A lubricant can be disposed at the interface of the connection of framing elements and node connectors to allow an easier disassembling if the bridge is temporarily installed.

The invention will be described below in greater detail in connection with embodiments thereof that are illustrated in the drawing figures.

The features of the present invention which are believed to be novel are set forth with particularity in the appended claims.

BRIEF DESCRIPTION OF THE DRAWINGS

A preferred embodiment of the present invention will be described in greater detail below with reference to the following drawings, in which:

FIG. 1 is a perspective view of a fully assembled modular bridge in accordance with the present invention.
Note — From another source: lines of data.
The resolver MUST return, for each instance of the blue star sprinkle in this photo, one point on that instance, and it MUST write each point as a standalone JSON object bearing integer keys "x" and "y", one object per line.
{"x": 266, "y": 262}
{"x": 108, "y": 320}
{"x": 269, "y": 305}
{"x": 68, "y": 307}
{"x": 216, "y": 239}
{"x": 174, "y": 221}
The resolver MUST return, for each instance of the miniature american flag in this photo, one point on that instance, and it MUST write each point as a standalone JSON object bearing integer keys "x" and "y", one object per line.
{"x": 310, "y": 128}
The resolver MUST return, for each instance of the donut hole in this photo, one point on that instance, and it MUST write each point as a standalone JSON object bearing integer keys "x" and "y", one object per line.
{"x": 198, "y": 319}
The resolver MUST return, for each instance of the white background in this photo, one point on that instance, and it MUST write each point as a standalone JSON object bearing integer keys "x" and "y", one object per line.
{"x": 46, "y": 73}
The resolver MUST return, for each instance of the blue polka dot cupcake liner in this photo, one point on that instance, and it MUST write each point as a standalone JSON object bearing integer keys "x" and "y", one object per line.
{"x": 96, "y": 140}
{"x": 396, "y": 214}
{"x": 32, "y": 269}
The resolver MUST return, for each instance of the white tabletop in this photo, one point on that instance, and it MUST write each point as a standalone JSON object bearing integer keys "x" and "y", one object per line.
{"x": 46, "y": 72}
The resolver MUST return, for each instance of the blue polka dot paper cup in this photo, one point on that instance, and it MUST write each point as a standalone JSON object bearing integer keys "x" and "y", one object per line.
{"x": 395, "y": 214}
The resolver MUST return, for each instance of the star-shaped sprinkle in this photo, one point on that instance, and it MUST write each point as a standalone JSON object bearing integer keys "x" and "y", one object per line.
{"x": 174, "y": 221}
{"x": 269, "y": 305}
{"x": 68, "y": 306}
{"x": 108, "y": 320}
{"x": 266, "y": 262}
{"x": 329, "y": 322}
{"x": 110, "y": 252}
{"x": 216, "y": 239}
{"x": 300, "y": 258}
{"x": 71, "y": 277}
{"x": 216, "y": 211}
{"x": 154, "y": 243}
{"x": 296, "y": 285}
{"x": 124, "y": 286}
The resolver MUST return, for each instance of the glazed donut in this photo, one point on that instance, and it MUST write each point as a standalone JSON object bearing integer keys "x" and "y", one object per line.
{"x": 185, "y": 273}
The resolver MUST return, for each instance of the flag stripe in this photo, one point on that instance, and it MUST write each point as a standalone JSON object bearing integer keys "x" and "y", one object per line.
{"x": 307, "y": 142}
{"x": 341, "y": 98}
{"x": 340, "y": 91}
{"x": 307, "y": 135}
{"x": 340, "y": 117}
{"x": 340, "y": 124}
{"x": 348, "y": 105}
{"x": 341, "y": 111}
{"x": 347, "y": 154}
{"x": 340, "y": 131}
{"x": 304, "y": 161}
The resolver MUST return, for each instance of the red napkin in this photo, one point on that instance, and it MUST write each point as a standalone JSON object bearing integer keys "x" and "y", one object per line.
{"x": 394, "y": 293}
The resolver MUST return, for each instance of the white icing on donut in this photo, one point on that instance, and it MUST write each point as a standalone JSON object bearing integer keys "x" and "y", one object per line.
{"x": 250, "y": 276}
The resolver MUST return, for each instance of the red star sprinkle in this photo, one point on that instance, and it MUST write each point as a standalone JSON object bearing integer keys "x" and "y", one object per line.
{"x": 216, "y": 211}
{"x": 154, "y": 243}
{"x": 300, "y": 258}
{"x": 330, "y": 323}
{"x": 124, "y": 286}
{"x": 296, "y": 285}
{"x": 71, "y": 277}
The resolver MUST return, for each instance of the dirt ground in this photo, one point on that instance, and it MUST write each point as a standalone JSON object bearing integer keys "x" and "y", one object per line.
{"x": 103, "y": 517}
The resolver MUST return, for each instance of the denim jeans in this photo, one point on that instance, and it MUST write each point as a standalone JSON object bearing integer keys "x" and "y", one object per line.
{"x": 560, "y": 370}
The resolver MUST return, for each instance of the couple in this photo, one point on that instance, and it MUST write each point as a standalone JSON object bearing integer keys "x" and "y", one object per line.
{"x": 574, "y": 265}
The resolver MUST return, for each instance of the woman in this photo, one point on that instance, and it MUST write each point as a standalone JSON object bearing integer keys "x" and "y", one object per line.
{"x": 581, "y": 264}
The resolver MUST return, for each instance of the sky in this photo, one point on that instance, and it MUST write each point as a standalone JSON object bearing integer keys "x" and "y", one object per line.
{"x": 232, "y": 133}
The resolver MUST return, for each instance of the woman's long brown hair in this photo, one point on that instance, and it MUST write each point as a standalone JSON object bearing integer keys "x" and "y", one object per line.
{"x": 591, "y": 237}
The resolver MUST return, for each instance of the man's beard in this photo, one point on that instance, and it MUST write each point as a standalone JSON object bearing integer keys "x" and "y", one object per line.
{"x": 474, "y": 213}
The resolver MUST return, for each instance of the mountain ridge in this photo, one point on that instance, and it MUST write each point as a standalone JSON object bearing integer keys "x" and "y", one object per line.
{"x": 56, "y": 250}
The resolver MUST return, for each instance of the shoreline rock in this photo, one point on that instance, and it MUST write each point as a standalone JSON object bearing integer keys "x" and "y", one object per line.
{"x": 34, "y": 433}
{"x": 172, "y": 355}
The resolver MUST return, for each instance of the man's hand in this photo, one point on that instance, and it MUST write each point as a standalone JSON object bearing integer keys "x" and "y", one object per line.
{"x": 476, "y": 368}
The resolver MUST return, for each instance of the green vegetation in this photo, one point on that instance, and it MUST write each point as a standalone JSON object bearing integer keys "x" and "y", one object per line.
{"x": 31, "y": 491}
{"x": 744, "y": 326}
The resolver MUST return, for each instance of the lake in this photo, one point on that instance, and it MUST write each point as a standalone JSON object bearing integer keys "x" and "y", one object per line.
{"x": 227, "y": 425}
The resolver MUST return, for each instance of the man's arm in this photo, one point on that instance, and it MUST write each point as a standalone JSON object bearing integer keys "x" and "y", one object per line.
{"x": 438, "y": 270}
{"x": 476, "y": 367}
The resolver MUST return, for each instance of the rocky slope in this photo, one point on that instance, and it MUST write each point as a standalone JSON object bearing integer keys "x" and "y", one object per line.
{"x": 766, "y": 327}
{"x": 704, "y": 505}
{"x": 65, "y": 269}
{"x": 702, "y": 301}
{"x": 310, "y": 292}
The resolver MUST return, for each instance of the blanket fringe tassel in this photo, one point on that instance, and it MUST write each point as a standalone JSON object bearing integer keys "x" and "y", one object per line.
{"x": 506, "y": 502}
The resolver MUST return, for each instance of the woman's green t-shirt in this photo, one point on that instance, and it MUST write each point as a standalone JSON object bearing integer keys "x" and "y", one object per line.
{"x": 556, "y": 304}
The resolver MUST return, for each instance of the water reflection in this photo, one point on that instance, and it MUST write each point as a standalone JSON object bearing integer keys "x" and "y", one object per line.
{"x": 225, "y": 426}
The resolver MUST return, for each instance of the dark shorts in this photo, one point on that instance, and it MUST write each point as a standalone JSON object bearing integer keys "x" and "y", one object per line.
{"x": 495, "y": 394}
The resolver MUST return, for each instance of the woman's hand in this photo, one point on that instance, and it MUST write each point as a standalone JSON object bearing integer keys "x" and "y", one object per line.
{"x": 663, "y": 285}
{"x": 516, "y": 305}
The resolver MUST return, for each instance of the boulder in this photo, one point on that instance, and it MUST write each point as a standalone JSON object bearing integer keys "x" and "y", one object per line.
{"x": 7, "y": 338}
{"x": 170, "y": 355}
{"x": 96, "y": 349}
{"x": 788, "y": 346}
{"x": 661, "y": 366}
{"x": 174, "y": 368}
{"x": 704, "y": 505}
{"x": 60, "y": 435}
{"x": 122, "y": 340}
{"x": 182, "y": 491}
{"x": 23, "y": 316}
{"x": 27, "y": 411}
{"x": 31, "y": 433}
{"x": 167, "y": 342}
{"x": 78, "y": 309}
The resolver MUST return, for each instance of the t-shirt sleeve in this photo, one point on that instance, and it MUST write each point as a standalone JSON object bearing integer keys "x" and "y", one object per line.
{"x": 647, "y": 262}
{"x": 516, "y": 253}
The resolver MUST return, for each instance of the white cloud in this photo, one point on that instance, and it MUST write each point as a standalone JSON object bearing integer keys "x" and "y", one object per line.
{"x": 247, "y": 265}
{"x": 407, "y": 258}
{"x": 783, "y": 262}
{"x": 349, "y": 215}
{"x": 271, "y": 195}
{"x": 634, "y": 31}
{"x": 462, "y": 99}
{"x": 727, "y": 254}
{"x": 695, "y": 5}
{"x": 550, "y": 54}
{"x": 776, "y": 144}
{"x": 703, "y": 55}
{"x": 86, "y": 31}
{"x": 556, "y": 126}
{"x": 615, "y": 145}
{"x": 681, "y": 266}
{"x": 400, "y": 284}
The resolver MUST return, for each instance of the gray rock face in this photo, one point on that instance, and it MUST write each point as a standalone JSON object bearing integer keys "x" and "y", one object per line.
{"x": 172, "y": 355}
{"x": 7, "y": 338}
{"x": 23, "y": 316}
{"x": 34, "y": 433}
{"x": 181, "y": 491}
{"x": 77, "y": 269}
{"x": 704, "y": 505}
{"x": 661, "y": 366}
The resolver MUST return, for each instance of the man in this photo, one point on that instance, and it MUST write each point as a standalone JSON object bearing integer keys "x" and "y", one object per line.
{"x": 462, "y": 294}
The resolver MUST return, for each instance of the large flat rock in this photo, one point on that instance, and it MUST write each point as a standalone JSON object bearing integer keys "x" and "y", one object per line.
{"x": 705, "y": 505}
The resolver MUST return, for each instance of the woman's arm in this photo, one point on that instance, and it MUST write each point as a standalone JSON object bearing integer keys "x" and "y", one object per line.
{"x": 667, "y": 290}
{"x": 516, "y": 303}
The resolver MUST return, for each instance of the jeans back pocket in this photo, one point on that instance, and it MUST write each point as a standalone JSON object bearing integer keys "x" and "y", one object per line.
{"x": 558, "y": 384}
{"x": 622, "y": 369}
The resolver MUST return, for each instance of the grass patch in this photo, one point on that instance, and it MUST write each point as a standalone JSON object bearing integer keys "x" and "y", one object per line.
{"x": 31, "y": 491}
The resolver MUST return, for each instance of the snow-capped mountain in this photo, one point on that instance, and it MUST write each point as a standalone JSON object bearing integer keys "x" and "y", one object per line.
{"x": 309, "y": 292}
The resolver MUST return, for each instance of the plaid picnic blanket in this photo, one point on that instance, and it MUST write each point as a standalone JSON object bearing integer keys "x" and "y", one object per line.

FIG. 2 is a perspective view of the main carrying members of the bridge shown in FIG. 1 prior to installation of floor boards, fencing and stringers;

FIG. 3 is an exploded perspective view of the bridge understructure shown in FIG. 2;

FIG. 4 is an exploded perspective view of the bridge shown in FIG. 1 including floor boards, fencing and stringers;

FIG. 5 is a perspective view of a splice in the bridge of FIG. 2;

FIG. 6 is a exploded perspective view of the connection system with moment resisting capability shown in all previous figures (FIGS. 1, 2, 3, 4 & 5);

FIG. 7 is an elevation view of the connection system shown in FIG. 6 when fully assembled;

FIG. 8 is a section view along lines A-A in FIG. 7 when fully assembled;

FIG. 9 is a section view along lines B-B in FIG. 7 when fully assembled;

FIG. 10 is a section view of along lines C-C in FIG. 9 when fully assembled;

FIG. 11 is a exploded perspective view of the compression chord connector shown in FIGS. 1, 2, 3, 4 & 5;

FIG. 12 a section view of the superior connector shown in FIG. 11 when fully assembled;

FIG. 14 is a section view along lines D-D in FIG. 12 when fully assembled.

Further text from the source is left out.